I'll be out in the morning as the deer should be movin hard. Also, I don't know if they changed the regs but we lose the 30 minutes before and after during gun season. Last bit of light means no shooting allowed. Someone correct me if I'm wrong. 


Ain't technology great? Now I can be distracted by fishing everywhere I go!


----------



## Seaturd (Apr 14, 2004)

Wannabitawerm said:


> I'll be out in the morning as the deer should be movin hard. Also, I don't know if they changed the regs but we lose the 30 minutes before and after during gun season. Last bit of light means no shooting allowed. Someone correct me if I'm wrong.
> 
> 
> Ain't technology great? Now I can be distracted by fishing everywhere I go!
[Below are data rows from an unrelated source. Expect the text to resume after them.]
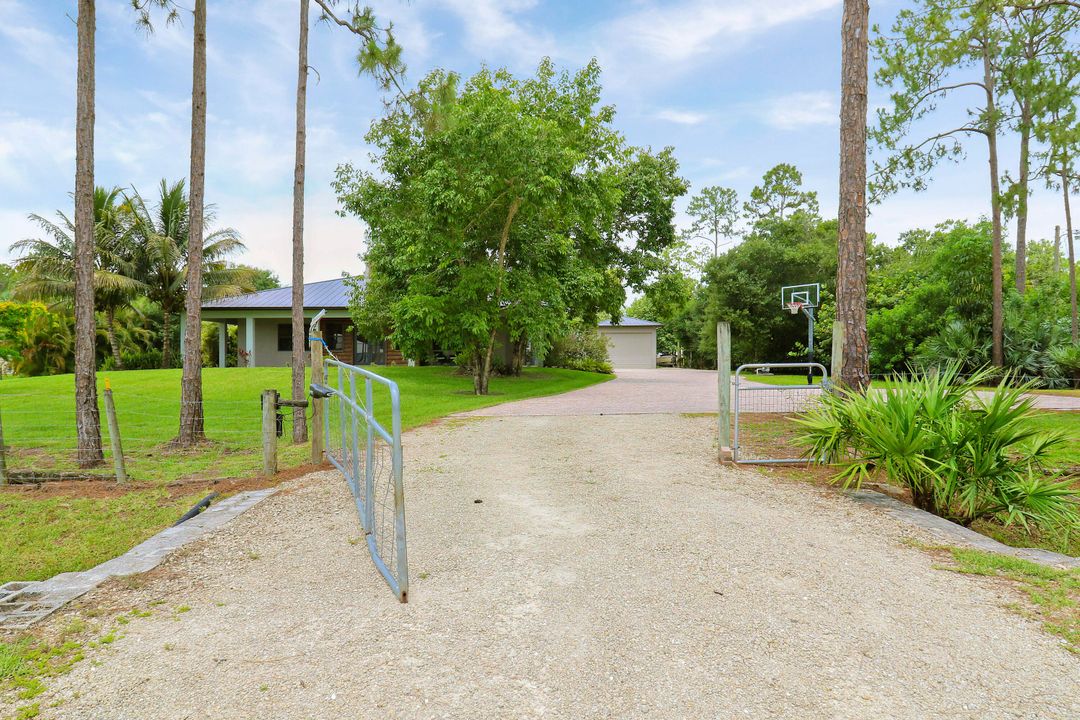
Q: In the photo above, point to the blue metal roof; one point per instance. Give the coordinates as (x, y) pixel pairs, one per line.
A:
(328, 294)
(630, 322)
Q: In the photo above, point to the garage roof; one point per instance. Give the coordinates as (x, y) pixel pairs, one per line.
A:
(328, 294)
(630, 322)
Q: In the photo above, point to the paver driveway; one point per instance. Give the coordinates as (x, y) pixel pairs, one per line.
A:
(612, 570)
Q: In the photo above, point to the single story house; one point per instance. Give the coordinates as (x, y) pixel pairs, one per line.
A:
(632, 342)
(265, 329)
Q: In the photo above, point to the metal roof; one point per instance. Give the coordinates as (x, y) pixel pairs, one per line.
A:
(630, 322)
(316, 296)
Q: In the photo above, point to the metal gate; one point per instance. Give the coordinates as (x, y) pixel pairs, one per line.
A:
(752, 398)
(369, 457)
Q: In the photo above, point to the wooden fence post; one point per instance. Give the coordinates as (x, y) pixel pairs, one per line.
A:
(724, 388)
(269, 432)
(318, 407)
(3, 457)
(837, 365)
(118, 452)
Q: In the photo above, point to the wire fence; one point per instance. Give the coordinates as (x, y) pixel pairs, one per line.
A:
(368, 453)
(41, 444)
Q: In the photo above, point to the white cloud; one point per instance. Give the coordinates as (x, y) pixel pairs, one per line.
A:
(799, 110)
(494, 30)
(682, 117)
(678, 32)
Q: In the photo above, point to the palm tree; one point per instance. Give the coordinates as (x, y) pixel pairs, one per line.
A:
(162, 238)
(48, 263)
(88, 422)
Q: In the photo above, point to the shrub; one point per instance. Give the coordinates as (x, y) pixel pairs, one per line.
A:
(962, 457)
(581, 349)
(1067, 358)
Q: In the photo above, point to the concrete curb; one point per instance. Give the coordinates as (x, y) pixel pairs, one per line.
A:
(24, 603)
(957, 534)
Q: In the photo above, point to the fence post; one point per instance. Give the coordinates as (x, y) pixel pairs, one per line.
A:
(3, 457)
(318, 407)
(724, 388)
(118, 452)
(837, 365)
(269, 432)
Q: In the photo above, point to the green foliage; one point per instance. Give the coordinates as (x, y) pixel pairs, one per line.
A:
(780, 195)
(961, 457)
(581, 349)
(503, 205)
(35, 340)
(742, 287)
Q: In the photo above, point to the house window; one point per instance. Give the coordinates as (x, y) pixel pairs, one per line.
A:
(285, 337)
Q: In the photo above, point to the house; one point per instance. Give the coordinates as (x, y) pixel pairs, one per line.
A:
(265, 329)
(632, 342)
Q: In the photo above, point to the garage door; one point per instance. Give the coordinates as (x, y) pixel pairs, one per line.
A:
(632, 348)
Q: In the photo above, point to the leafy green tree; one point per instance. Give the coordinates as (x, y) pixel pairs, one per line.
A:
(742, 287)
(503, 206)
(936, 50)
(162, 235)
(48, 265)
(715, 212)
(780, 195)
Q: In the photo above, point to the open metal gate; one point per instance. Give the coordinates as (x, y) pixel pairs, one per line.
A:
(759, 399)
(368, 453)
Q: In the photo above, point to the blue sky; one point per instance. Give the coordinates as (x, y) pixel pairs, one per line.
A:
(734, 85)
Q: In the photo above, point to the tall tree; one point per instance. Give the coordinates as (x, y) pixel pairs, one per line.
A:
(851, 235)
(191, 410)
(1035, 42)
(86, 418)
(780, 195)
(715, 211)
(939, 49)
(162, 235)
(46, 267)
(299, 417)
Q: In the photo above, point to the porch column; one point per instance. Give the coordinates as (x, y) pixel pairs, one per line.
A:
(223, 334)
(250, 340)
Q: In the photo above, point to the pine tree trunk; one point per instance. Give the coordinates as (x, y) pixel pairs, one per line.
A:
(86, 419)
(191, 410)
(1072, 257)
(851, 268)
(1025, 143)
(110, 318)
(997, 329)
(299, 418)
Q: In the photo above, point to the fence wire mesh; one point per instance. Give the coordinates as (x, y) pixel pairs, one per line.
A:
(369, 457)
(763, 433)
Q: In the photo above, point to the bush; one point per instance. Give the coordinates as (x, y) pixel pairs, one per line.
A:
(962, 458)
(1067, 358)
(581, 349)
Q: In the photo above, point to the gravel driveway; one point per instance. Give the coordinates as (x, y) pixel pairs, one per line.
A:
(612, 570)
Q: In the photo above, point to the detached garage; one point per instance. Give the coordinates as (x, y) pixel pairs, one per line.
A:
(632, 343)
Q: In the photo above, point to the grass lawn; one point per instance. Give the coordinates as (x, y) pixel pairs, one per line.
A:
(76, 526)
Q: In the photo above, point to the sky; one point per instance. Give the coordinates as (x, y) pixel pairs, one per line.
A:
(734, 86)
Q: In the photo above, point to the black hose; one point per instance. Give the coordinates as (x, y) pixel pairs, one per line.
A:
(200, 506)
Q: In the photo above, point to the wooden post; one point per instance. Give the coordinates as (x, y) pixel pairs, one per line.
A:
(724, 388)
(318, 406)
(118, 452)
(3, 457)
(269, 432)
(837, 364)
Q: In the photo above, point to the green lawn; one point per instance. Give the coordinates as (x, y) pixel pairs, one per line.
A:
(44, 535)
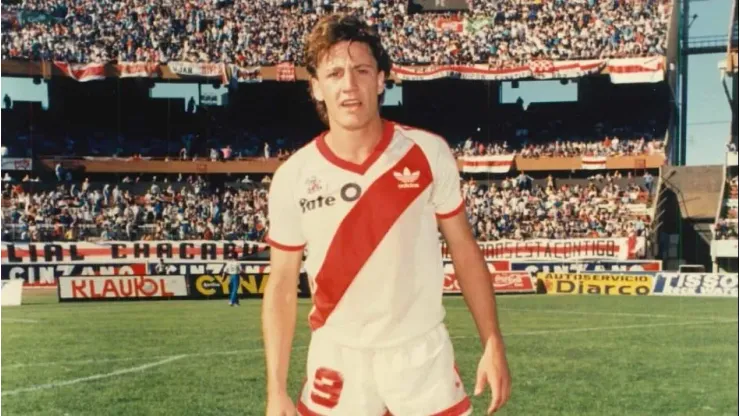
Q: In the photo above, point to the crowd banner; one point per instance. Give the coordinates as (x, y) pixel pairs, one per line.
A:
(138, 69)
(114, 252)
(199, 69)
(559, 250)
(17, 163)
(239, 74)
(121, 287)
(696, 284)
(535, 267)
(487, 164)
(251, 285)
(593, 162)
(285, 72)
(82, 72)
(47, 275)
(618, 284)
(636, 70)
(11, 292)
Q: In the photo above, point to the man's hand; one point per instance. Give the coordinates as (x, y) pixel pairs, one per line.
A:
(280, 405)
(494, 370)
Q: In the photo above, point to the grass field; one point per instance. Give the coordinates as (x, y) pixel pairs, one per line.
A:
(569, 355)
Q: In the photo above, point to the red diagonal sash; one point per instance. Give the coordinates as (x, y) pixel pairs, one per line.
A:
(363, 229)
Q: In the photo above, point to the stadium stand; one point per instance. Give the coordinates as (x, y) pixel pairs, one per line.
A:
(262, 32)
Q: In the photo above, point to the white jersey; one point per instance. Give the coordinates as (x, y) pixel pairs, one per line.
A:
(373, 256)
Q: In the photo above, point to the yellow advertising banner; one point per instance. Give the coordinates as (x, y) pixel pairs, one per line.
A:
(596, 284)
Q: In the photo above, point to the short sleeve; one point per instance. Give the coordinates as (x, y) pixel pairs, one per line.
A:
(446, 195)
(285, 230)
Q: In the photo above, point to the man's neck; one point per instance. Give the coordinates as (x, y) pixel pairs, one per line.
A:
(355, 146)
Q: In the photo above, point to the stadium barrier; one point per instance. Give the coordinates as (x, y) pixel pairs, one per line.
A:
(696, 284)
(11, 292)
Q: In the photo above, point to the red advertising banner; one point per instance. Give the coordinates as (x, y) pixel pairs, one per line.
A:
(502, 280)
(121, 287)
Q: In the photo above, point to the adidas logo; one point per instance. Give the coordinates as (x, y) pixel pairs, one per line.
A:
(407, 179)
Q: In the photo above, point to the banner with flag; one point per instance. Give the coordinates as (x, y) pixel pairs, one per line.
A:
(631, 70)
(202, 69)
(487, 164)
(636, 70)
(285, 72)
(250, 74)
(82, 72)
(593, 162)
(138, 70)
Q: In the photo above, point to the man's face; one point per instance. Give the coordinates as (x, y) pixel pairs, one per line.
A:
(348, 82)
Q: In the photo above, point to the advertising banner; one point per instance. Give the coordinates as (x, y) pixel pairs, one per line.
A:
(596, 284)
(696, 284)
(121, 287)
(503, 281)
(251, 285)
(11, 292)
(724, 248)
(114, 252)
(17, 163)
(544, 249)
(40, 275)
(535, 267)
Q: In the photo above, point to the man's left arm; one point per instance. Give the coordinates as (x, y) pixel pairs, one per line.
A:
(474, 278)
(475, 282)
(472, 274)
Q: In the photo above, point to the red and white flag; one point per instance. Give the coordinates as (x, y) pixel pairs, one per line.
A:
(593, 162)
(636, 70)
(138, 70)
(82, 72)
(487, 164)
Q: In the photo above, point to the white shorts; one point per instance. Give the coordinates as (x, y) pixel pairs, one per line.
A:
(417, 378)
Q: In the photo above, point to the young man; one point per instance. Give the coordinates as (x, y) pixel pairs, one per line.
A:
(366, 199)
(232, 268)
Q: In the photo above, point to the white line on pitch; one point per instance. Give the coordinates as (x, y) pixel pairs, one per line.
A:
(22, 320)
(114, 360)
(93, 377)
(604, 328)
(566, 312)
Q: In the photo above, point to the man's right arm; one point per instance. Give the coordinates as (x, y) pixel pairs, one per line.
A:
(279, 304)
(279, 309)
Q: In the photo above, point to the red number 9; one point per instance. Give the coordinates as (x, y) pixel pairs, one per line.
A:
(327, 386)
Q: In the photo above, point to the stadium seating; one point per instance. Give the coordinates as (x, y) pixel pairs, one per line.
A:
(267, 32)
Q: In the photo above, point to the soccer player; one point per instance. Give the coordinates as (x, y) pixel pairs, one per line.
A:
(233, 269)
(366, 198)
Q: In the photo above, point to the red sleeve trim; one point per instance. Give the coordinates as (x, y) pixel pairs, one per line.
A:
(277, 245)
(453, 212)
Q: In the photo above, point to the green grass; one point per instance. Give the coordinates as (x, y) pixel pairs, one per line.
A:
(654, 361)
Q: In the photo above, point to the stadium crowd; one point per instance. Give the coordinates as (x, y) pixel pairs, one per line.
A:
(613, 146)
(513, 209)
(76, 213)
(517, 210)
(267, 32)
Sure didn't stop one yoyo. I heard a shot well off in the distance while I was still fastening my harness in my stand. It was dark! I could barely make out the outlines of trees around me.


----------



## powerstrokin73 (May 21, 2008)

Shooting hours are 30 min before sunrise to sunset if i'm not mistaken


----------



## Drew318 (Mar 25, 2010)

powerstrokin73 said:


> Shooting hours are 30 min before sunrise to sunset if i'm not mistaken


Hunting hours

Deer Hunting Hours Archery season hours are 1/2 hour before sunrise to 1/2 hour after sunset.

Deer Gun Season, Youth Deer Gun Season, the Early Muzzleloader Season, and Statewide Muzzleloader Season hours for deer hunting are 1/2 hour before sunrise to sunset 

This is from odnr website


----------



## catfish_hunter (May 31, 2005)

Was out all day again today...Ended up shooting a button buck, (which I thought was a doe!  ) It will still eat good! There were 3 other deer taken off the farm I hunt today, and at least 2 bucks on monday...Alot of hunters out there, only seen this one deer today and it was bedded down when I seen it and it stood up and took a tru-ball to the vitals!


----------